EON SE, Germany’s biggest utility, said profit will be in the lower end of its forecast range for 2013 as it reported a 52 percent decline in profit in the first nine months of the year.
Underlying net income, the measure EON uses to calculate its dividend, fell to 1.91 billion euros ($2.57 billion) from 4.02 billion euros a year earlier, the Dusseldorf-based company said today in a statement. That missed the 1.94 billion-euro average estimate of five analysts surveyed by Bloomberg.
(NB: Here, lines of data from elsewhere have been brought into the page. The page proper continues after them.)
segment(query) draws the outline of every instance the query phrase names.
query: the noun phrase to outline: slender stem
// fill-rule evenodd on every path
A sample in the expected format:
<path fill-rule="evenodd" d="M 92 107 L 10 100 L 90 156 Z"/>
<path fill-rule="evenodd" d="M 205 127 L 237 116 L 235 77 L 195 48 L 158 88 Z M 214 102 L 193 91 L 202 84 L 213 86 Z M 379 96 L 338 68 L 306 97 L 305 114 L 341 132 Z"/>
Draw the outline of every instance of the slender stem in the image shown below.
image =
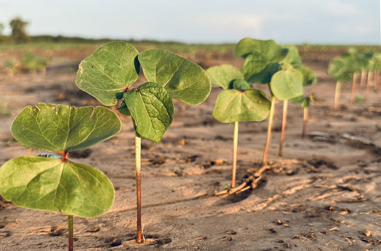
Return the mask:
<path fill-rule="evenodd" d="M 352 91 L 351 92 L 351 98 L 349 102 L 353 104 L 355 102 L 355 95 L 356 95 L 356 88 L 357 87 L 357 79 L 358 73 L 355 72 L 353 74 L 353 82 L 352 83 Z"/>
<path fill-rule="evenodd" d="M 366 97 L 369 94 L 370 91 L 370 86 L 372 83 L 372 79 L 373 78 L 374 72 L 369 71 L 368 73 L 368 81 L 367 82 L 367 89 L 365 91 L 365 96 Z"/>
<path fill-rule="evenodd" d="M 365 85 L 365 80 L 367 78 L 367 70 L 363 70 L 361 71 L 361 80 L 360 83 L 360 88 L 362 89 Z"/>
<path fill-rule="evenodd" d="M 235 173 L 237 169 L 237 151 L 238 147 L 238 121 L 234 122 L 234 135 L 233 145 L 233 173 L 232 175 L 232 187 L 235 186 Z"/>
<path fill-rule="evenodd" d="M 374 87 L 375 90 L 378 89 L 378 81 L 380 79 L 380 72 L 378 71 L 375 73 Z"/>
<path fill-rule="evenodd" d="M 136 134 L 135 136 L 135 166 L 136 173 L 136 241 L 142 242 L 142 202 L 141 184 L 140 173 L 140 152 L 141 150 L 141 138 Z"/>
<path fill-rule="evenodd" d="M 280 133 L 280 142 L 279 143 L 279 151 L 278 155 L 282 156 L 283 150 L 283 140 L 285 138 L 285 130 L 286 130 L 286 124 L 287 123 L 287 108 L 288 105 L 288 100 L 286 99 L 283 102 L 283 118 L 282 119 L 282 131 Z"/>
<path fill-rule="evenodd" d="M 336 90 L 335 93 L 335 102 L 333 103 L 333 110 L 335 111 L 339 110 L 339 103 L 340 102 L 340 93 L 341 91 L 341 82 L 336 82 Z"/>
<path fill-rule="evenodd" d="M 275 110 L 275 97 L 272 96 L 271 97 L 271 106 L 270 109 L 270 114 L 269 115 L 269 125 L 267 127 L 267 138 L 266 139 L 266 144 L 264 146 L 264 151 L 263 151 L 263 157 L 262 162 L 264 164 L 267 160 L 267 153 L 269 151 L 269 145 L 270 145 L 270 140 L 271 138 L 271 129 L 272 127 L 272 120 L 274 117 L 274 112 Z"/>
<path fill-rule="evenodd" d="M 69 251 L 73 251 L 73 216 L 67 216 L 67 230 L 69 232 Z"/>
<path fill-rule="evenodd" d="M 303 114 L 303 130 L 302 130 L 302 138 L 304 138 L 307 130 L 307 122 L 308 122 L 308 106 L 304 107 Z"/>

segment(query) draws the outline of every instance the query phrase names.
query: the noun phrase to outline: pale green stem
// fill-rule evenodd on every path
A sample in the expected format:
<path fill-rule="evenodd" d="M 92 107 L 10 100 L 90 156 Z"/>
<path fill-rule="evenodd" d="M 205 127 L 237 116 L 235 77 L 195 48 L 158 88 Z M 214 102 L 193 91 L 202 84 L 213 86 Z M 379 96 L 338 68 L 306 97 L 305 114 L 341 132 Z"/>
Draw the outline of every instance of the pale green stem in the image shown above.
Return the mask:
<path fill-rule="evenodd" d="M 271 106 L 270 109 L 270 114 L 269 115 L 269 125 L 267 128 L 267 138 L 266 140 L 266 144 L 265 145 L 264 151 L 263 151 L 263 158 L 262 159 L 262 162 L 264 164 L 265 164 L 267 160 L 267 153 L 269 151 L 269 145 L 270 145 L 270 141 L 271 138 L 271 129 L 272 127 L 272 120 L 274 117 L 275 110 L 275 97 L 272 96 L 271 97 Z"/>
<path fill-rule="evenodd" d="M 235 173 L 237 168 L 237 151 L 238 148 L 238 121 L 234 122 L 234 138 L 233 140 L 233 172 L 232 175 L 232 187 L 235 186 Z"/>

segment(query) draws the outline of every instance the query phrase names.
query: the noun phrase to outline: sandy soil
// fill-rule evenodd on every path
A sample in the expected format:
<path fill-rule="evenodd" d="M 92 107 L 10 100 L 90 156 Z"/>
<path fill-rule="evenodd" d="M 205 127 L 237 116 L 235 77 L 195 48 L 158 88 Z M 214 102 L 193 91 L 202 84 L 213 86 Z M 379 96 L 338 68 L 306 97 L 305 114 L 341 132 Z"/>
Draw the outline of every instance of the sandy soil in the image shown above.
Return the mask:
<path fill-rule="evenodd" d="M 130 118 L 121 116 L 120 133 L 71 158 L 104 172 L 116 192 L 109 212 L 95 218 L 74 218 L 75 249 L 381 250 L 377 245 L 381 241 L 381 156 L 374 147 L 350 143 L 340 137 L 346 133 L 381 146 L 380 93 L 349 105 L 351 84 L 346 84 L 340 111 L 334 112 L 335 82 L 325 73 L 332 55 L 303 56 L 318 78 L 318 83 L 306 90 L 314 93 L 317 101 L 311 107 L 308 132 L 328 133 L 329 140 L 302 140 L 303 110 L 290 105 L 283 156 L 278 157 L 279 102 L 268 157 L 271 169 L 264 173 L 265 180 L 257 189 L 239 195 L 213 196 L 230 182 L 232 158 L 233 126 L 212 116 L 220 89 L 213 88 L 198 106 L 175 101 L 173 122 L 162 141 L 142 141 L 146 241 L 138 244 L 134 239 L 133 129 Z M 206 67 L 224 63 L 239 67 L 241 62 L 232 59 L 200 62 Z M 0 75 L 2 112 L 11 114 L 0 119 L 0 164 L 27 154 L 28 149 L 13 139 L 10 129 L 26 106 L 38 102 L 99 104 L 78 91 L 70 65 L 53 65 L 46 77 L 35 79 L 17 75 L 13 83 L 5 73 Z M 240 123 L 238 183 L 261 166 L 267 123 Z M 58 213 L 0 202 L 0 249 L 66 250 L 66 220 Z M 364 234 L 366 229 L 370 236 Z"/>

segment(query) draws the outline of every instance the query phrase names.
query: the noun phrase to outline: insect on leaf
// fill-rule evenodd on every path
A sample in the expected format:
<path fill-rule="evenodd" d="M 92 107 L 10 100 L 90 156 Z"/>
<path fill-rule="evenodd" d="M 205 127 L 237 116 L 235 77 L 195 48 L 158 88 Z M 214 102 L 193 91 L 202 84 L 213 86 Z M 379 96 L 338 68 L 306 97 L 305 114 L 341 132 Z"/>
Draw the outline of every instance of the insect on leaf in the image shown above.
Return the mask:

Sales dropped 4.6 percent to 89.3 billion euros.
European utilities are contending with slower economic growth and stagnant demand, as well as Germany’s planned exit from nuclear power by 2022. The company, expanding abroad to counter a weaker home market, plans to reduce capital spending and is selling assets to cut costs.
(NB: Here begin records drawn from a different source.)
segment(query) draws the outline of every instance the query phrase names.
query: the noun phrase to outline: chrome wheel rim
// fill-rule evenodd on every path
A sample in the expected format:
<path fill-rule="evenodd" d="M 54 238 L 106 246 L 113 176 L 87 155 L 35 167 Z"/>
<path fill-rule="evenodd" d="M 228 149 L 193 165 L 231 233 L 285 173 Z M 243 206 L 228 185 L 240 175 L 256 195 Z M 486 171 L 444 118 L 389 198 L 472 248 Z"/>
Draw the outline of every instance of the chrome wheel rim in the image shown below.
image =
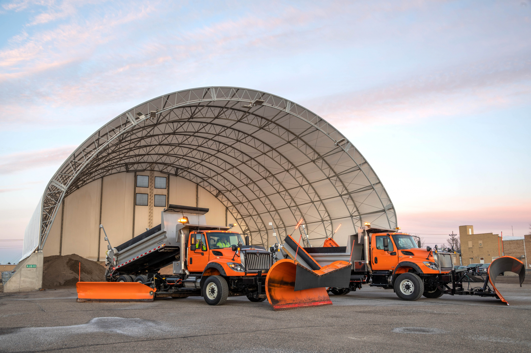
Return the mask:
<path fill-rule="evenodd" d="M 216 297 L 218 296 L 218 286 L 216 285 L 216 283 L 211 282 L 207 285 L 207 296 L 210 300 L 213 300 L 216 299 Z"/>
<path fill-rule="evenodd" d="M 402 294 L 410 295 L 413 294 L 415 290 L 415 286 L 413 282 L 408 279 L 405 279 L 400 282 L 400 291 Z"/>

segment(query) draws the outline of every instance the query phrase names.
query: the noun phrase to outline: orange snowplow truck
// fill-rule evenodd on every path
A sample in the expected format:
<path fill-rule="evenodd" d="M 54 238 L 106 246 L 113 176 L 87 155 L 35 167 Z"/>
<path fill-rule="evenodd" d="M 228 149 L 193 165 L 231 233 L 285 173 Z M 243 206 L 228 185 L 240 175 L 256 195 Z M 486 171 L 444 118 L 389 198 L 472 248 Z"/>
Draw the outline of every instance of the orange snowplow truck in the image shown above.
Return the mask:
<path fill-rule="evenodd" d="M 170 205 L 160 225 L 113 248 L 109 243 L 107 282 L 80 282 L 78 302 L 153 301 L 202 296 L 210 305 L 229 296 L 251 302 L 267 296 L 271 254 L 248 245 L 231 227 L 205 225 L 208 209 Z M 108 242 L 106 234 L 105 239 Z M 160 269 L 173 265 L 173 274 Z M 124 282 L 131 282 L 129 286 Z M 136 282 L 136 283 L 135 283 Z"/>
<path fill-rule="evenodd" d="M 323 247 L 304 249 L 321 264 L 352 256 L 349 286 L 329 289 L 336 295 L 346 294 L 368 283 L 371 287 L 393 289 L 405 300 L 450 294 L 495 297 L 507 303 L 496 288 L 496 277 L 511 271 L 519 274 L 520 286 L 524 281 L 524 264 L 515 257 L 502 256 L 491 264 L 482 283 L 465 290 L 463 283 L 470 280 L 472 269 L 454 269 L 453 249 L 422 248 L 418 237 L 398 233 L 399 229 L 378 229 L 367 223 L 359 228 L 357 236 L 350 236 L 349 246 L 340 247 L 332 239 L 328 239 Z"/>
<path fill-rule="evenodd" d="M 210 305 L 220 305 L 228 297 L 245 296 L 251 302 L 268 298 L 274 309 L 284 310 L 331 305 L 324 287 L 348 285 L 349 263 L 320 266 L 302 248 L 297 263 L 283 259 L 272 270 L 273 253 L 250 245 L 249 237 L 244 240 L 230 227 L 206 225 L 207 212 L 208 209 L 170 204 L 161 212 L 160 225 L 116 247 L 106 233 L 107 282 L 78 282 L 78 302 L 202 296 Z M 298 247 L 295 243 L 292 245 Z M 278 252 L 278 245 L 272 247 Z M 306 267 L 296 273 L 300 263 Z M 172 274 L 159 272 L 170 265 Z M 293 280 L 285 280 L 288 278 Z"/>

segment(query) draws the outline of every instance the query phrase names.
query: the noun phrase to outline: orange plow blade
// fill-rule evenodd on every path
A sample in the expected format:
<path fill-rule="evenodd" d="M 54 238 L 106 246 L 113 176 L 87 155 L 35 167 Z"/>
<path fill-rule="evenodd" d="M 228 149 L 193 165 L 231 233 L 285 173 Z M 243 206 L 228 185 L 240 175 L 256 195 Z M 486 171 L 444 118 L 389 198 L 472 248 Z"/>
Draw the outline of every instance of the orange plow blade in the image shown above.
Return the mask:
<path fill-rule="evenodd" d="M 153 302 L 155 291 L 136 282 L 78 282 L 77 302 Z"/>
<path fill-rule="evenodd" d="M 526 267 L 524 263 L 516 257 L 512 256 L 502 256 L 498 257 L 489 266 L 487 273 L 489 274 L 489 281 L 492 286 L 492 289 L 494 290 L 496 295 L 499 297 L 500 299 L 503 303 L 506 303 L 509 305 L 509 303 L 505 300 L 502 296 L 501 293 L 496 288 L 496 278 L 502 272 L 511 272 L 518 273 L 519 277 L 520 287 L 522 286 L 522 283 L 526 278 Z"/>
<path fill-rule="evenodd" d="M 295 290 L 297 265 L 292 260 L 277 261 L 266 278 L 268 300 L 275 311 L 298 307 L 331 305 L 326 288 Z"/>

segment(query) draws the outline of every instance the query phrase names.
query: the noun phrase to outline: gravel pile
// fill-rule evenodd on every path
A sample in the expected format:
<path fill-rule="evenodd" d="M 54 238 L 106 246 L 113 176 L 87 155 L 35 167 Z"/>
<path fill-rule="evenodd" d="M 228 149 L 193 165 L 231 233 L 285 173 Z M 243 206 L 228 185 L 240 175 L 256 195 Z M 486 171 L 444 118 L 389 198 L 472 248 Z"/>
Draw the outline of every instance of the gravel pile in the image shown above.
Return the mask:
<path fill-rule="evenodd" d="M 79 276 L 80 262 L 81 263 L 82 281 L 105 281 L 105 268 L 95 261 L 76 254 L 64 256 L 54 255 L 44 258 L 42 288 L 75 286 Z"/>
EON, which last year scrapped profit forecasts for 2013, today narrowed its target for underlying net income to 2.2 billion euros to 2.4 billion euros from 2.2 billion euros to 2.6 billion euros previously.
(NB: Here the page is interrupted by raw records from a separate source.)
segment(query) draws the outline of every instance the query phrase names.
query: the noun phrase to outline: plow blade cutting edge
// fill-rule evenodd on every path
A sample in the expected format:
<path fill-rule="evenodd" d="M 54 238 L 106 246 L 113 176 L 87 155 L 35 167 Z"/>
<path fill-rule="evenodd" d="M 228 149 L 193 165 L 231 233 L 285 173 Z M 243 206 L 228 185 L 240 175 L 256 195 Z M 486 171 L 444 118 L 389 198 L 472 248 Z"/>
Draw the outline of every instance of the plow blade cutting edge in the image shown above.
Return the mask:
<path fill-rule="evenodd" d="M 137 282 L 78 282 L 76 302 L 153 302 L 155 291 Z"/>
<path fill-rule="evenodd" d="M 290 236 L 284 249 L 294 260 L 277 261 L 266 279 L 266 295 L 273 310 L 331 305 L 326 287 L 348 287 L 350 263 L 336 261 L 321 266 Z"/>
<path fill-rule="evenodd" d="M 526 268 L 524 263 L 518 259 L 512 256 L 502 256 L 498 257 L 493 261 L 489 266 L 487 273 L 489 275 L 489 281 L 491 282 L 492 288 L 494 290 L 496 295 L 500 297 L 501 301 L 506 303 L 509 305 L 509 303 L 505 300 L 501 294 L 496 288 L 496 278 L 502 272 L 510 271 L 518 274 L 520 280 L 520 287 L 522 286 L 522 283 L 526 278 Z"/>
“These numbers reflect the fact that the ramifications of the transformation of Germany’s energy system, in particular the insufficient market price for conventional energy, are having a tangible adverse impact on our business,” EON Chief Executive Officer Johannes Teyssen said in a letter to shareholders.
In the third-quarter, EON reported an underlying net loss of 4 million euros compared to an underlying net income of 719 million euros a year earlier. Sales retreated 13 percent to 24.7 billion euros. Both numbers were calculated by subtracting half-year earnings from nine-month results published today.